9. an expression vector, it comprises polynucleotide as claimed in claim 7 or 8, and described polynucleotide are operably connected to and are suitable for instructing at least one control sequence expressed in host cell.

10. a host cell, it comprises expression vector according to claim 9.

11. 1 kinds for substrate 3-ketone group tetramethylene sulfide Stereoselective being reduced into the method for product (R)-3-hydroxy tetrahydro thiophene, it comprises and described 3-ketone group tetramethylene sulfide and the Ketoreductase polypeptides described in any one in claim 1 to 6 is being applicable to contacting under the reaction conditions described 3-ketone group tetramethylene sulfide being reduced into described (R)-3-hydroxy tetrahydro thiophene.
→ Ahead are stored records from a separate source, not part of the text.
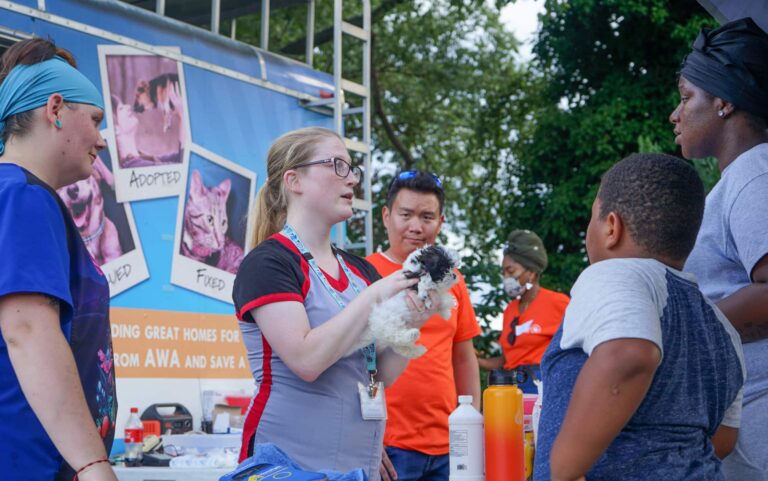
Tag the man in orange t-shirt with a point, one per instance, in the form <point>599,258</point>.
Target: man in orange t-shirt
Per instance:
<point>422,398</point>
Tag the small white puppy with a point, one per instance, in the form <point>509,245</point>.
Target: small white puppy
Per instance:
<point>391,322</point>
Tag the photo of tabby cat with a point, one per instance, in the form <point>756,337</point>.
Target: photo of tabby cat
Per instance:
<point>205,226</point>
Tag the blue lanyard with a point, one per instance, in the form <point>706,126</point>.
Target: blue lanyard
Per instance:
<point>370,350</point>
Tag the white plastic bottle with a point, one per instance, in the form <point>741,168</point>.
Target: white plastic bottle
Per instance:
<point>134,439</point>
<point>467,456</point>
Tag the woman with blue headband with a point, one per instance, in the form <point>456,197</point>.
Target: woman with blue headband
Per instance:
<point>57,382</point>
<point>723,113</point>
12. methods as claimed in claim 11, wherein 3-ketone group tetramethylene sulfide is excessively reduced into (R)-3-hydroxy tetrahydro thiophene by the steric isomer with at least 70%.

13. methods as claimed in claim 11, wherein 3-ketone group tetramethylene sulfide is reduced into (R)-3-hydroxy tetrahydro thiophene by so that at least 90% steric isomer is excessive.

14. methods as claimed in claim 11, wherein said 3-ketone group tetramethylene sulfide is excessively reduced into (R)-3-hydroxy tetrahydro thiophene by the steric isomer with at least 98%.

15. methods as claimed in claim 11, wherein said substrate is at least 100g/L, and the described substrate of at least 90% is converted to product being less than in 24 hours, wherein said Ketoreductase polypeptides is 0.8-1.0g/L, and is selected from by the following group formed: SEQ ID NO:6,8,10,12,14,18,20,22,24,26,30,32,38,40,42,44,46,48,50,52,54,56,58,60,64,66,68,70,74,76,78,80,82,86,88,90,92,104,106,110,112,126,130 and 134.

16. methods as claimed in claim 11, wherein said substrate is at least 100g/L, and the described substrate of at least 90% is converted to product being less than in 20 hours, wherein said Ketoreductase polypeptides is 0.8-1.0g/L, and be selected from by SEQ ID NO:26,44,68 and 104 groups formed.

17. method as claimed in claim 11, wherein said method is used for the antibiotic synthesis of structural formula (III):

18. 1 kinds of compositions, it comprises 3-ketone group tetramethylene sulfide and Ketoreductase polypeptides according to claim 1.